Das kontinuierliche Verfahren ist selbstverständlich vorzuziehen, da es ökonomischer ist und ein konstanteres und gleichmässigeres Produkt ergibt.
Für die industrielle Durchführung des kontinuierlichen Verfahrens ergeben sich jedoch in der Praxis verschiedene Schwierigkeiten, die Polymerisation beim gewünschten Grad abzubrechen, insbesondere wenn mit grossen Materialmengen gearbeitet wird.
Es muss dabei die Temperatur genau kontrolliert werden und es müssen weite-hin solche Arbeitsbedingungen ausgewählt werden, die zu einer niedrigeren Polymerisationsgeschwindigkeit führen. Weiterhin ist es zweckmässig. in kleinerem Massstab zu arbeiten und automatische Kontrolleinrichtungen zu verwenden, um zu verhindern, dass der Umsatz gewisse Werte überschreitet und die Reaktion einen explosiven Verlauf nimmt.
Das Verfahren ist nicht ungefährlich ; bekanntlich wird mit bestimmten Monomeren, z. B. Methylmethacrylat, die Reaktion oberhalb bestimmter Umsatzwerte autokatalytisch und die Polymerisation ist nicht länger kontrollierbar.

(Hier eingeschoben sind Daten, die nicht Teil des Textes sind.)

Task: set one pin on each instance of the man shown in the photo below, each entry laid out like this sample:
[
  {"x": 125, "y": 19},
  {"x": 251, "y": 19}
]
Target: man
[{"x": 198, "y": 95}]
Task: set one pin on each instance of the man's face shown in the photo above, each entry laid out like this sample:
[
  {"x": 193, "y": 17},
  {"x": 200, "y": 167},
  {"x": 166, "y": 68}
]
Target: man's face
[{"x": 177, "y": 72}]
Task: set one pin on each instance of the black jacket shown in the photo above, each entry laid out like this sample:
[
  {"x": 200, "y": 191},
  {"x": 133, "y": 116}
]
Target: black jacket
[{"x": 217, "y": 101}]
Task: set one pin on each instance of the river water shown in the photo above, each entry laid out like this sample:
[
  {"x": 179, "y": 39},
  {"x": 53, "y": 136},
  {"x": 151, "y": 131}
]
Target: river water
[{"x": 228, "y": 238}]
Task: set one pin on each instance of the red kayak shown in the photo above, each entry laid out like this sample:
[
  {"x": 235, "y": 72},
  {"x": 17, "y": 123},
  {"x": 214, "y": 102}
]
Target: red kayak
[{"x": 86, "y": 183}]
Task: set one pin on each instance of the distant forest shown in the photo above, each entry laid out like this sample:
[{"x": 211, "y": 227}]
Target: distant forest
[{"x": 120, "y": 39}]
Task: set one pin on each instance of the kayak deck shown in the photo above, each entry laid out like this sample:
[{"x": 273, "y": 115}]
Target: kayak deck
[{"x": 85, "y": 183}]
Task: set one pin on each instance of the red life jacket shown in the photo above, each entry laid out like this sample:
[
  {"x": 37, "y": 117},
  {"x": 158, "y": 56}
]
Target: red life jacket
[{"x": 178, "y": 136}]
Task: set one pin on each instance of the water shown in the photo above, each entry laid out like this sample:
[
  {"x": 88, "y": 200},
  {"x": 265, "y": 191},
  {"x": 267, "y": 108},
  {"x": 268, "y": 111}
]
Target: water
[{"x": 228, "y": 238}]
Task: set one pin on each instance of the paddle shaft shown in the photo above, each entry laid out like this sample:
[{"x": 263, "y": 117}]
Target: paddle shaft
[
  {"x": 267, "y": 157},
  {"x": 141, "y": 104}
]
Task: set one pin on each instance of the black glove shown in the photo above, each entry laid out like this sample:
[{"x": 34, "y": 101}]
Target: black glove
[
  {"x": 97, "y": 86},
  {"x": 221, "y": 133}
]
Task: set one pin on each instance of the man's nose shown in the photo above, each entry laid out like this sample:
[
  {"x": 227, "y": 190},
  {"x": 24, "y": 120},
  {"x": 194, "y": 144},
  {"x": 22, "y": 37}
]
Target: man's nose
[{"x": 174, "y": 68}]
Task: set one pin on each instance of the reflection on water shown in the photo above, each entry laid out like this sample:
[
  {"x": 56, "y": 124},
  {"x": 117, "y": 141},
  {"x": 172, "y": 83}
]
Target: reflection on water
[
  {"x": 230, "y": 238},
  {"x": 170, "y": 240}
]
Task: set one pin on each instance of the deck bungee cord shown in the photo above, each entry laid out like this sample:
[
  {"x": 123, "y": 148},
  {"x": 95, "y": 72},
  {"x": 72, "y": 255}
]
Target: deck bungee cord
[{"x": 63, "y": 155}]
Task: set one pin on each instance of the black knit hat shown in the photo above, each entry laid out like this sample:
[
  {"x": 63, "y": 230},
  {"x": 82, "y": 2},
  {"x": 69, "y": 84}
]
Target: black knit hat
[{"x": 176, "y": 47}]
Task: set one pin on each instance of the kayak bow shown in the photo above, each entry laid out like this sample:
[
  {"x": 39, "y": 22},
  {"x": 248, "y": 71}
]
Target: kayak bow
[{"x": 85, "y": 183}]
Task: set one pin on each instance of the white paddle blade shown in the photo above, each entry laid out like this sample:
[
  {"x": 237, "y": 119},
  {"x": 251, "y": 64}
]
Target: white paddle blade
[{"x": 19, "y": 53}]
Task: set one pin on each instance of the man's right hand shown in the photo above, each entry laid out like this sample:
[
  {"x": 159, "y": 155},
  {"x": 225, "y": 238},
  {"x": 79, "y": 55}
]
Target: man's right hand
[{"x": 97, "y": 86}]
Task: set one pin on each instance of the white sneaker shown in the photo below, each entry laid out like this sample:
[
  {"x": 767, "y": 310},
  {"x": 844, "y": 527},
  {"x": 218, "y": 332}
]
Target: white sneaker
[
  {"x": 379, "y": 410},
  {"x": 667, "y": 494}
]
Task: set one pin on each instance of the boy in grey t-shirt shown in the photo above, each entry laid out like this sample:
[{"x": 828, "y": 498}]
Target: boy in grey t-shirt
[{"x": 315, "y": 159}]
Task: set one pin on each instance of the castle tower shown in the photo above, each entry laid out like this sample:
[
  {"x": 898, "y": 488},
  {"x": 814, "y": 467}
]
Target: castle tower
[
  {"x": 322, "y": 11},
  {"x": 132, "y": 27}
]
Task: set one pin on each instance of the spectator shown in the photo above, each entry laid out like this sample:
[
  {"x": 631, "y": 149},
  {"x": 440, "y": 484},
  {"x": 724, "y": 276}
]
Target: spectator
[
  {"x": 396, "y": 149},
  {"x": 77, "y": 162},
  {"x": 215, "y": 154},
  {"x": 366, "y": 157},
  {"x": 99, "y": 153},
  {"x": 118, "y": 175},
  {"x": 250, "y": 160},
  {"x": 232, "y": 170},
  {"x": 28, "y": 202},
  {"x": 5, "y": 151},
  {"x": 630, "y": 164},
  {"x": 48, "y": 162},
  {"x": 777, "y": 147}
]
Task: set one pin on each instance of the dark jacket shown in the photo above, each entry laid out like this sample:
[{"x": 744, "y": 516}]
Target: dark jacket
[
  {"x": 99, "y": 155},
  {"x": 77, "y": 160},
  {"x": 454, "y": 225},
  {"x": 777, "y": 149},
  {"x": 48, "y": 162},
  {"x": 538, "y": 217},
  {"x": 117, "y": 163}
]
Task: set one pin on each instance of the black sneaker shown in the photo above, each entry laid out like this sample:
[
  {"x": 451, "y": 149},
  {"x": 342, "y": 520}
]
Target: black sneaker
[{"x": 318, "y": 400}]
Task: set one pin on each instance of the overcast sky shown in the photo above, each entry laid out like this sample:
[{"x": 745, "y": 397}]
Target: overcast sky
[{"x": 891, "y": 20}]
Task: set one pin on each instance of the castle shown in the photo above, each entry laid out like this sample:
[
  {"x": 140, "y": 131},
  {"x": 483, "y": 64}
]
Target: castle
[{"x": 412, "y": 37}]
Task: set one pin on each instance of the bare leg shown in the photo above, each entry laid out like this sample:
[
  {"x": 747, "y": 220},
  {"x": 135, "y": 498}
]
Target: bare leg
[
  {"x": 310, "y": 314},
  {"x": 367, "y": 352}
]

Aus all diesen Gründen ist eine kontinuierliche Präpolymerisation in kommerziellem Massstab noch nicht allgemein verbreitet.
Gegenstand der vorliegenden Erfindung ist es nun, für Vinylmonomere derartige Präpolymerisationsbedingungen vorzusehen, die tadellos kontrollierbar, reproduzierbar und harmlos sind, auch wenn grosse Mengen der Reaktionsmassen verarbeitet werden. Diese Bedingungen eignen sich auch besonders für kontinuierliche Verfahren.
Ein weiterer Vorteil der vorliegenden Erfindung liegt darin, dass dabei die Präpolymerisation mit hohen Reaktionsgeschwindigkeiten durchgeführt werden kann. Andere Vorteile ergeben sich aus der folgenden Beschreibung und den Beispielen.
Es wurde gefunden, dass man diese Ergebnisse erhalten kann, wenn man die Präpolymerisation in Anwesenheit von Radikalinitiatoren und bei einer Temperatur, bei welcher der Initiator vor Ende der Polymerisation zerstört wird, durchführt.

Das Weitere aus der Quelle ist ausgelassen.